- 4°56′51.72″S 39°47′14.28″E﻿ / ﻿4.9477000°S 39.7873000°E
- Type: Settlement
- Location: Micheweni District, Pemba North Region, Tanzania

History
- Built: 600 CE
- Abandoned: 17th century CE

Site notes
- Material: Coral rag
- Architectural styles: Swahili & Islamic
- Owner: Tanzanian Government
- Management: Antiquities Division, Ministry of Natural Resources and Tourism

National Historic Sites of Tanzania
- Official name: Tumbe Historic Site
- Type: Cultural

= Tumbe =

National Historic Site of Tanzania

Tumbe (Magofu ya mji wa kale wa Tumbe in Swahili ) is an early Medieval Swahili historic site next to the village of Tumbe located in Micheweni District of Pemba North Region. Between 600 and 1000 AD, the city of Tumbe served as the island's primary location.
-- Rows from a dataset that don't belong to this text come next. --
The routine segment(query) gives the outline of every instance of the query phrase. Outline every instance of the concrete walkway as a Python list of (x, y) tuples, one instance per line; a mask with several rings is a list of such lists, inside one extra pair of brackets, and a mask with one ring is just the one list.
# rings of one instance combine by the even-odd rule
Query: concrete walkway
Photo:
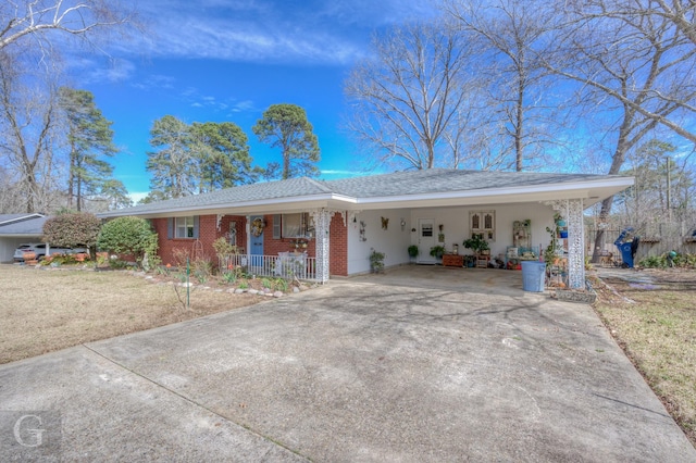
[(696, 461), (592, 308), (521, 286), (402, 267), (2, 365), (0, 460)]

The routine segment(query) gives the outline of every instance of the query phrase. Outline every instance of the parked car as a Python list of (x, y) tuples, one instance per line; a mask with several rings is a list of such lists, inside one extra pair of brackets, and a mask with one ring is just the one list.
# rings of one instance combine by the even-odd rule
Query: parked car
[[(41, 260), (46, 256), (46, 243), (45, 242), (25, 242), (20, 245), (14, 250), (14, 262), (24, 262), (24, 254), (27, 252), (34, 252), (36, 260)], [(52, 254), (76, 254), (78, 252), (89, 252), (86, 248), (49, 248), (49, 252)]]

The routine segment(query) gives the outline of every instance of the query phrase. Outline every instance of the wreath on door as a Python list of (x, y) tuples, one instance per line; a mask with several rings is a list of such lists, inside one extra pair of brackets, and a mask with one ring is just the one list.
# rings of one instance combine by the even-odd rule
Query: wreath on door
[(253, 236), (261, 236), (261, 234), (263, 233), (263, 220), (262, 218), (254, 218), (251, 222), (251, 235)]

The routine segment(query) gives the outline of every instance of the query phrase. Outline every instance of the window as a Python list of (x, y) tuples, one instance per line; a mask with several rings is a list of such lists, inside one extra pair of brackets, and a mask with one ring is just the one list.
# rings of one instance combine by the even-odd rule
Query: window
[(283, 214), (283, 238), (311, 238), (314, 227), (307, 212), (301, 214)]
[(194, 217), (176, 217), (174, 229), (175, 238), (195, 238)]
[(472, 234), (482, 235), (485, 239), (496, 239), (496, 211), (469, 212), (469, 225)]

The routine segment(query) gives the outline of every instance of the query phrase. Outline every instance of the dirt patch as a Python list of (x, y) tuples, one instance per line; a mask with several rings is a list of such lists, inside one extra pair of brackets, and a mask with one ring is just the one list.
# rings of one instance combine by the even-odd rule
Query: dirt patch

There is sufficient evidence that this city served as a major commerce hub for the Indian Ocean. Smaller sites from the eighth to tenth centuries AD were grouped together around the major metropolis.
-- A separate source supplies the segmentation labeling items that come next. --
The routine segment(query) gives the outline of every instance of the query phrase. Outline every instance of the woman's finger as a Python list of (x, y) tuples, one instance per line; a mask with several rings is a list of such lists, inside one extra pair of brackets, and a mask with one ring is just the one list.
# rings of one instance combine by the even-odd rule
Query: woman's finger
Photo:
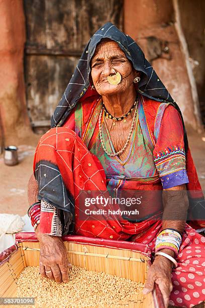
[(46, 273), (46, 276), (50, 279), (55, 280), (54, 277), (53, 275), (53, 272), (52, 271), (52, 269), (50, 267), (45, 266), (45, 272)]
[(61, 264), (58, 264), (58, 266), (61, 273), (62, 280), (63, 282), (66, 282), (68, 280), (68, 267)]
[(48, 277), (46, 276), (45, 267), (44, 265), (39, 265), (39, 272), (42, 277), (47, 278), (48, 278)]
[(169, 295), (170, 294), (169, 284), (166, 284), (162, 280), (157, 279), (155, 281), (156, 283), (159, 286), (159, 289), (164, 299), (164, 305), (165, 307), (168, 307), (169, 304)]
[(55, 281), (56, 282), (62, 282), (61, 273), (58, 265), (53, 265), (51, 266), (51, 269)]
At Tumbe, ceramics had a significant role in society. The Tumbe pottery comes from the Early Tana Tradition (ETT). Triangles and crossing lines are used as decorations on this pottery style. Additionally, this custom is practiced in the Lamu Archipelago, southern Mozambique, northern Kenya, and southern Tanzania. This links Pemba Island to the cultures that exist around the coast of East Africa. The varieties of vessels that were discovered are another noteworthy aspect of Tumbe pottery. The majority of the discovered ceramics are necked jars with graphite decorations.Imported pottery made up a large portion of the ceramic objects discovered at Tumbe. The pieces were mostly from Siraf storage boats and Sasanian-Islamic vessels.